Son trouble avouait-il son infidélité ?
A-t-il jusqu’à la fin soutenu sa fierté ?

Cléone
Madame, il ne voit rien. Son salut et sa gloire
Semblent être avec vous sortis de sa mémoire.
Sans songer qui le suit, ennemis ou sujets »
(Andromaque)

Le dégoût de tout, le sentiment d'amertume mêlé au sentiment amoureux inquiet, Racine l'exprime admirablement bien :

« Moi-même, pour tout fruit de mes soins superflus,
Maintenant je me cherche, et ne me trouve plus :
Mon arc, mes javelots, mon char, tout m’importune ;
Je ne me souviens plus des leçons de Neptune ;
Mes seuls gémissements font retentir les bois,
Et mes coursiers oisifs ont oublié ma voix. »
(Phèdre)

« Je demeurai longtemps errant dans Césarée,
Lieux charmants où mon cœur vous avait adorée.
Je vous redemandais à vos tristes états;
Je cherchais en pleurant les traces de vos pas.
Mais enfin succombant à ma mélancolie,
Mon désespoir tourna mes pas vers l’Italie. »
(Bérénice)

On a là quelque chose d'indéniablement moderne, et d'une complexité immensément plus grande que chez Molière, où les personnages sont simples, voire simplistes, n'étant que de simples moyens à faire des portraits.
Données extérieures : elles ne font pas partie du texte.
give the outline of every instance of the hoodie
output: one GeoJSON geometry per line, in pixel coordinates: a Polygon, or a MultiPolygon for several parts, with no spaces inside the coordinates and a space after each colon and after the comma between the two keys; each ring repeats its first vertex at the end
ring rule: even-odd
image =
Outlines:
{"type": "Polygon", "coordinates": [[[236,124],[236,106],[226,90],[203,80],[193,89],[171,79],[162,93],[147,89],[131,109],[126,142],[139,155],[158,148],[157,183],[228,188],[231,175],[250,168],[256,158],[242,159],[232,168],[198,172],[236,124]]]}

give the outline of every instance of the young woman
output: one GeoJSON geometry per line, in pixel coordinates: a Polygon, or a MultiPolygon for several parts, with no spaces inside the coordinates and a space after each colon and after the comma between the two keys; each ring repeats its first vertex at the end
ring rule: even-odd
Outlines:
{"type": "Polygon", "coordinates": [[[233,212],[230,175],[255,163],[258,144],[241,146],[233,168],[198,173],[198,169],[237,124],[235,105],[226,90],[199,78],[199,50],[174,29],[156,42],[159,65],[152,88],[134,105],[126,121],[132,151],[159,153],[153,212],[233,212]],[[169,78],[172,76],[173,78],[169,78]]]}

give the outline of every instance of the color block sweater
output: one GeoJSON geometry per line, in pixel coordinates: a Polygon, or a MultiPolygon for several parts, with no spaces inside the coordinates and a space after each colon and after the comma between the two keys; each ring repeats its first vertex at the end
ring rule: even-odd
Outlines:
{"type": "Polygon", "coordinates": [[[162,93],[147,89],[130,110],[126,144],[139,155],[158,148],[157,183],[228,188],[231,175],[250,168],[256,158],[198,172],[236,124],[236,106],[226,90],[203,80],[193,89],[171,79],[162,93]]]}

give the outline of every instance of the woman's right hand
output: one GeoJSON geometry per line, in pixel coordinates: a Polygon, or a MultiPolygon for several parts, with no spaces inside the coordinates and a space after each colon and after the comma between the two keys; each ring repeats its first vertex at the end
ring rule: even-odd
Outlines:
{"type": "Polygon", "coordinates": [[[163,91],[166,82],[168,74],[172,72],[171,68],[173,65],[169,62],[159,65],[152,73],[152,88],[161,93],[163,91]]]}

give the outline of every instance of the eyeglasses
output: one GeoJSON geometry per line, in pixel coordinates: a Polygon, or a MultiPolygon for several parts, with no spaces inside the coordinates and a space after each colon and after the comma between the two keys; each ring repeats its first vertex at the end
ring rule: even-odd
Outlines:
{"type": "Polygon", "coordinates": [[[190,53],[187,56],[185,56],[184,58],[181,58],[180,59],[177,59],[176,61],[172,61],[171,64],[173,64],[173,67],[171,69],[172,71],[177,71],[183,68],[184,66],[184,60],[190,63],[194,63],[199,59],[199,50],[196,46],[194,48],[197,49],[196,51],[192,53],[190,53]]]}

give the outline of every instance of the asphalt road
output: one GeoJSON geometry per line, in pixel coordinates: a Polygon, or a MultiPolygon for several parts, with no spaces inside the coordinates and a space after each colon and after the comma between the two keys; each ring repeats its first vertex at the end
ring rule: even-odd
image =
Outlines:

Phèdre exprime une brutalité psychologique extrême :

« Un tel excès d’horreur rend mon âme interdite ;
Tant de coups imprévus m’accablent à la fois,
Qu’ils m’ôtent la parole, et m’étouffent la voix. »

« Je me cachais au jour, je fuyais la lumière »

« Je n’osais dans mes pleurs me noyer à loisir. »

« Un mortel désespoir sur son visage est peint ;
La pâleur de la mort est déjà sur son teint. »

Au 17ème siècle, déjà la dimension psychologique la plus profonde est montrée, son importance est soulignée par Jean Racine. Il exprime une connaissance atteinte par la société française, une connaissance permise par le haut niveau de culture dans le cadre de la monarchie absolue, qui a accepté que cela soit présenté, montré, reconnu.

La nation française voyait sa formation psychique élaborée et acceptée.